| name | incident-communication |
| version | 0.1.0 |
| description | Write clear, empathetic incident status updates for any phase of an incident (investigating, identified, monitoring, resolved). Use when the user mentions "incident update," "status update," "outage communication," "write an incident," "investigating update," "post-incident update," or needs to communicate a service disruption to users. |
Incident Communication
Write status page updates that are clear, honest, and useful — for any phase of an incident.
When to Use
- "write an incident update"
- "we have an API outage, help me communicate it"
- "draft a resolved update for the database incident"
- "our webhooks are delayed, what should I post?"
Workflow
1. Check for Context
Read .agents/status-page-context.md if it exists. Use it for:
- Tone and voice — match the team's communication style
- Components — reference the correct component names
- Severity levels — calibrate urgency appropriately
- Update cadence — respect the team's SLA for update frequency
If the file doesn't exist, suggest running the status-page-context skill first. Proceed without it if the user wants to skip.
2. Determine the Phase
Ask the user which phase they're in if not obvious from their message:
| Phase | When | Purpose |
|---|
| Investigating | Something is wrong, cause unknown | Acknowledge the issue, set expectations |
| Identified | Root cause found, fix in progress | Explain what's happening, share the plan |
| Monitoring | Fix deployed, watching for stability | Confirm the fix, set recovery expectations |
| Resolved | Incident is over | Summarize what happened with exact timeframes |
3. Gather Incident Details
For any phase, you need:
- What's affected — which components/services (use names from context if available)

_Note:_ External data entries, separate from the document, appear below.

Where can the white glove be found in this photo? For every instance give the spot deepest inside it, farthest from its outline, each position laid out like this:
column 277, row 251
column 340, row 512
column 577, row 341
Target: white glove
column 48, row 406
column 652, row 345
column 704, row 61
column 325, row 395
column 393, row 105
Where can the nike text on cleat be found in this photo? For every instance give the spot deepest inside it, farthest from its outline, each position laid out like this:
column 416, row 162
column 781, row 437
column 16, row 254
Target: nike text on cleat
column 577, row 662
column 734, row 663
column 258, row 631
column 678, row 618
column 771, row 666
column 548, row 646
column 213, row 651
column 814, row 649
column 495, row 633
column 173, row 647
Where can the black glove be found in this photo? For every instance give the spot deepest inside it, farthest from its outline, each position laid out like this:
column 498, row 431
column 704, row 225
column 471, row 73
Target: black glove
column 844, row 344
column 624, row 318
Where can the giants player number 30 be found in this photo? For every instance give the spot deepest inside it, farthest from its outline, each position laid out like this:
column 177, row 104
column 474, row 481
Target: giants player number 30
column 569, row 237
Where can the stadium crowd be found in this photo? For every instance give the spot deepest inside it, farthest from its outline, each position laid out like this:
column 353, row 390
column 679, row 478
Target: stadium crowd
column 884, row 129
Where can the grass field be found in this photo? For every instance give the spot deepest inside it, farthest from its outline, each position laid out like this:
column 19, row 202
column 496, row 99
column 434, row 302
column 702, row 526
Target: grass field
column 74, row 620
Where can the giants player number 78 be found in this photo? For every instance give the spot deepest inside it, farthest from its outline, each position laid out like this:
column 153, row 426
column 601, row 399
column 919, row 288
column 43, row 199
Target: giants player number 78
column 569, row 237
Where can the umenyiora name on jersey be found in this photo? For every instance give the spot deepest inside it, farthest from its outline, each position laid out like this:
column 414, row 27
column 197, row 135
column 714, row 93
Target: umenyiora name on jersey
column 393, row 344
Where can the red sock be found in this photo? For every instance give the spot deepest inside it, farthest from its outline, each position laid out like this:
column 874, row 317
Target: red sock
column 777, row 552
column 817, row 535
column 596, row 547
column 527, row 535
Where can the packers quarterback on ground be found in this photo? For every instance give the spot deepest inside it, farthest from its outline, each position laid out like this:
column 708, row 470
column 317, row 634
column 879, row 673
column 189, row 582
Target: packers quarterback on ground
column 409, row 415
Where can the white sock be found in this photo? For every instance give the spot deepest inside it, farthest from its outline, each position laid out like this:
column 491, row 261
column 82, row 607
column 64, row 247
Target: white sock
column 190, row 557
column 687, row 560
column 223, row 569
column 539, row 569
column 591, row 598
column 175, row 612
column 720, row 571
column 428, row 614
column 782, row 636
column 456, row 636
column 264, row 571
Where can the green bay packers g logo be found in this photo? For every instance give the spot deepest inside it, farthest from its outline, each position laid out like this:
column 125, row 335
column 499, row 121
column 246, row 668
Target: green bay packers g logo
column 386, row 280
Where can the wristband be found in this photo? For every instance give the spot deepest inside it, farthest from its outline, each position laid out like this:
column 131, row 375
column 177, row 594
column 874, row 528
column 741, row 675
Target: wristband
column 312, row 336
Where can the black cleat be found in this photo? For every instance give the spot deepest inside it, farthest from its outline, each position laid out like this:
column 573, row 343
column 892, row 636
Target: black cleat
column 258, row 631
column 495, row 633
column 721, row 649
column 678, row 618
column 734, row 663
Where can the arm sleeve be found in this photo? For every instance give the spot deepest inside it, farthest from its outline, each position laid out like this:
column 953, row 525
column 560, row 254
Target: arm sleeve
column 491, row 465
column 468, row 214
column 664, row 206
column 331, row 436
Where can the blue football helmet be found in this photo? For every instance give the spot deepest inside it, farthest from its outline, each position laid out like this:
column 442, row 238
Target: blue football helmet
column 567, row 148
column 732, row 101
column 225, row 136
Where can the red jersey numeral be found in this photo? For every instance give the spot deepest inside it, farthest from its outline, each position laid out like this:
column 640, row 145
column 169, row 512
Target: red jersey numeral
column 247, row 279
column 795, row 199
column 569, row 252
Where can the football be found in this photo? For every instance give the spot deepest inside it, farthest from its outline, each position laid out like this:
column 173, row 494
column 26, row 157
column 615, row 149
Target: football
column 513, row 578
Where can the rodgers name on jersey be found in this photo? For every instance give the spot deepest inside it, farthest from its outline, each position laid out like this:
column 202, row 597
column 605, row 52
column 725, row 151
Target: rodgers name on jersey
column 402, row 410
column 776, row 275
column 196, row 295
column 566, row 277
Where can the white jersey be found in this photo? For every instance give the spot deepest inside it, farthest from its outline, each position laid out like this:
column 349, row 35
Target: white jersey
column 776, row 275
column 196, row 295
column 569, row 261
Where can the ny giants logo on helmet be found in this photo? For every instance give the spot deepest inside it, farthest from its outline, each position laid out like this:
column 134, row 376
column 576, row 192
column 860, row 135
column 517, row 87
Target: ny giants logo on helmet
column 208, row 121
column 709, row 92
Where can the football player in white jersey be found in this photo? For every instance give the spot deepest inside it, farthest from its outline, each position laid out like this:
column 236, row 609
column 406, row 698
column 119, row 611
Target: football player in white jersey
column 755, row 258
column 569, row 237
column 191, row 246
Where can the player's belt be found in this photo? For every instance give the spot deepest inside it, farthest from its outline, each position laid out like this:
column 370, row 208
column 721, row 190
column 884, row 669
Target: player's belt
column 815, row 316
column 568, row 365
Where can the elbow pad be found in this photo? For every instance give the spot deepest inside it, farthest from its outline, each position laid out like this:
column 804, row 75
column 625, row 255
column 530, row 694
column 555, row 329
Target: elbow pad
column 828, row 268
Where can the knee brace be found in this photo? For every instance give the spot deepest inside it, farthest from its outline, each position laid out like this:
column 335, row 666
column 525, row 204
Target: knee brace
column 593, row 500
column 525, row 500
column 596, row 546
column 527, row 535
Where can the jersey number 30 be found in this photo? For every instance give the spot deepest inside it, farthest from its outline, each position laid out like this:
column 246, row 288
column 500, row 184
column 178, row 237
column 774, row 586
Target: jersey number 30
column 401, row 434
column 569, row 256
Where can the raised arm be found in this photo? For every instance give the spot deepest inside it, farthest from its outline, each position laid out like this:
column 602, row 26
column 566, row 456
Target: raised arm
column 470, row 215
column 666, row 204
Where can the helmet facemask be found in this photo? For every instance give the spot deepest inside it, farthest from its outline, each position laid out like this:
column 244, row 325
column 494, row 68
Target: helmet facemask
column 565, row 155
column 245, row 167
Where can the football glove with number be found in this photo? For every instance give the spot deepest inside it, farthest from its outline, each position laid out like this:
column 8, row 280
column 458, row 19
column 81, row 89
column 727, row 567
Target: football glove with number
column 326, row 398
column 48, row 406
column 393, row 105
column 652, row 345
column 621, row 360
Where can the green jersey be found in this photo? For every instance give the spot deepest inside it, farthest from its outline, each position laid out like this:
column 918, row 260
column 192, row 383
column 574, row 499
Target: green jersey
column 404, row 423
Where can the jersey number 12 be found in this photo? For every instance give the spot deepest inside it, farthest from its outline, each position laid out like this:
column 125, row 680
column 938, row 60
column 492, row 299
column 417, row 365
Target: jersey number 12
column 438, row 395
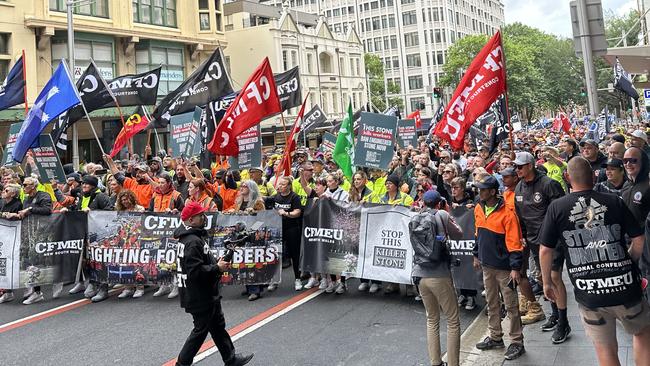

- What's the user impact — what are users experiencing? (errors, slowness, data loss)
- What's NOT affected — critical for reducing panic
- What's being done — current actions being taken
Additional details by phase:
- Investigating: When did it start? Who reported it?
- Identified: What's the root cause? What's the fix plan? ETA?
- Monitoring: What fix was deployed? How long will monitoring last?
- Resolved: Exact start/end times (UTC). What was the root cause? Will there be a postmortem?
4. Write the Update
Follow these principles (in priority order):
Principle 1: Scope the blast radius immediately
The first sentence should tell users what's affected AND what's not.
Do: "REST API requests are returning elevated 5xx errors. The dashboard and webhook delivery are operating normally."
Don't: "We are investigating reports of degraded performance for some services."
Principle 2: Be specific about user impact
Describe what users are experiencing, not just what's broken internally.
Do: "Deployments created between 11:20 and 15:14 UTC may be failing. Existing deployments are unaffected."
Don't: "We are experiencing an issue with our deployment pipeline."
Principle 3: Give actionable guidance when possible
If users can do something to mitigate, tell them.
Do: "If you're seeing errors, redeploying will resolve the issue for your project."
Don't: "We are working on a fix."
Principle 4: Include timestamps in UTC
Every update should reference when things happened.
Do: "Starting at 14:25 UTC, iDEAL transactions began failing."
Don't: "We recently noticed some issues."
Principle 5: Set expectations for the next update
Tell users when they'll hear from you again.
Do: "We'll post another update within 30 minutes or sooner if the situation changes."
Don't: (silence)
Principle 6: Resolved updates summarize the full story
Include exact time window, what happened, what was done, and whether a postmortem will follow.
Do: "Between 18:00 and 18:23 UTC, the REST API experienced elevated error rates (peak 12% of requests) caused by a misconfigured load balancer rule. The rule was rolled back at 18:19 UTC and error rates returned to normal by 18:23 UTC. We'll publish a full postmortem within 48 hours."
Don't: "This incident has been resolved."
5. What to Communicate Next
After writing the update, always tell the user what comes next:
- After investigating: "When you identify the cause, run this skill again for an 'identified' update."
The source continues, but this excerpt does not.